The solution is to run on a non-display-attached GPU and if you are on Windows, use the TCC driver. Otherwise, you will need to reduce the number of trials in your kernel and run the kernel multiple times to compute the number of trials you need.
EDIT: According to the CUDA 4.0 curand docs(page 15, "Performance Notes"), you can improve performance by copying the state for a generator to local storage inside your kernel, then storing the state back (if you need it again) when you are finished:
curandState state = states[i];
for(k = 0; k < trials; k++){
x = curand_uniform(&state);
y = curand_uniform(&state);
z =(x*x + y*y);
if (z <= 1.0f) incircle++;
}
Next, it mentions that setup is expensive, and suggests that you move curand_init into a separate kernel. This may help keep the cost of your MC kernel down so you don't run up against the watchdog.
I recommend reading that section of the docs, there are several useful guidelines.

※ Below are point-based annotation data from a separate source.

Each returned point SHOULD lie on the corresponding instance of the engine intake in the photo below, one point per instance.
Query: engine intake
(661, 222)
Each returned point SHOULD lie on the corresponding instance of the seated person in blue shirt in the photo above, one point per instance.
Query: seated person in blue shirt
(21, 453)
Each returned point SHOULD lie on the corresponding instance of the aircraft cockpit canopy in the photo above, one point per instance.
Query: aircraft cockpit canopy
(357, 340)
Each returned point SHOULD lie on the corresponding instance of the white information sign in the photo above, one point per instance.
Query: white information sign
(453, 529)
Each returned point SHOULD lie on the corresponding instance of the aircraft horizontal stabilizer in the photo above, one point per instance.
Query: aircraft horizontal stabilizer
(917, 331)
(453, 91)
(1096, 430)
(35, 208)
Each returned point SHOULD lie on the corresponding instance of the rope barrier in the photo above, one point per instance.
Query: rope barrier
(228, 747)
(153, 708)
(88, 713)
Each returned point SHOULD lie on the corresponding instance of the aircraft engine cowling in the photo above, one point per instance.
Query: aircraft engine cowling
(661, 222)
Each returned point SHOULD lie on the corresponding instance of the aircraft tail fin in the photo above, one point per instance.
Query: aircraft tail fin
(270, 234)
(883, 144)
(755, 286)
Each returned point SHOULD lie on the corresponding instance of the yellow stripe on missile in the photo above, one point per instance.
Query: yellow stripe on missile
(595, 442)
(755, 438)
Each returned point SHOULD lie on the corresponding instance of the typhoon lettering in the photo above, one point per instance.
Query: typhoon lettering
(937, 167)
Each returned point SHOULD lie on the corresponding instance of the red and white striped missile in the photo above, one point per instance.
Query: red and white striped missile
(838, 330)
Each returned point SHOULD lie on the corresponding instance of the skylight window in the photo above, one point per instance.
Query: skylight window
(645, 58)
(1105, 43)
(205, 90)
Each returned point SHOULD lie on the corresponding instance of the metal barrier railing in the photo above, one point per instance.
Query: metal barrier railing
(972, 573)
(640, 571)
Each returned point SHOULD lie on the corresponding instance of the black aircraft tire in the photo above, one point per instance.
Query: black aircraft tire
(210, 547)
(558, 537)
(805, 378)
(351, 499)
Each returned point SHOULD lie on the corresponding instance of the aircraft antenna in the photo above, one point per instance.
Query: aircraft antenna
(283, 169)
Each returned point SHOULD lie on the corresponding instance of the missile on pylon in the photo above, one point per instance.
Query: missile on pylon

For those of you having a geforce GPU which does not support TCC driver there is another solution based on:
http://msdn.microsoft.com/en-us/library/windows/hardware/ff569918(v=vs.85).aspx
start regedit,
navigate to HKEY_LOCAL_MACHINE\System\CurrentControlSet\Control\GraphicsDrivers
create new DWORD key called TdrLevel, set value to 0,
restart PC.
Now your long-running kernels should not be terminated. This answer is based on:
Modifying registry to increase GPU timeout, windows 7
I just thought it might be useful to provide the solution here as well.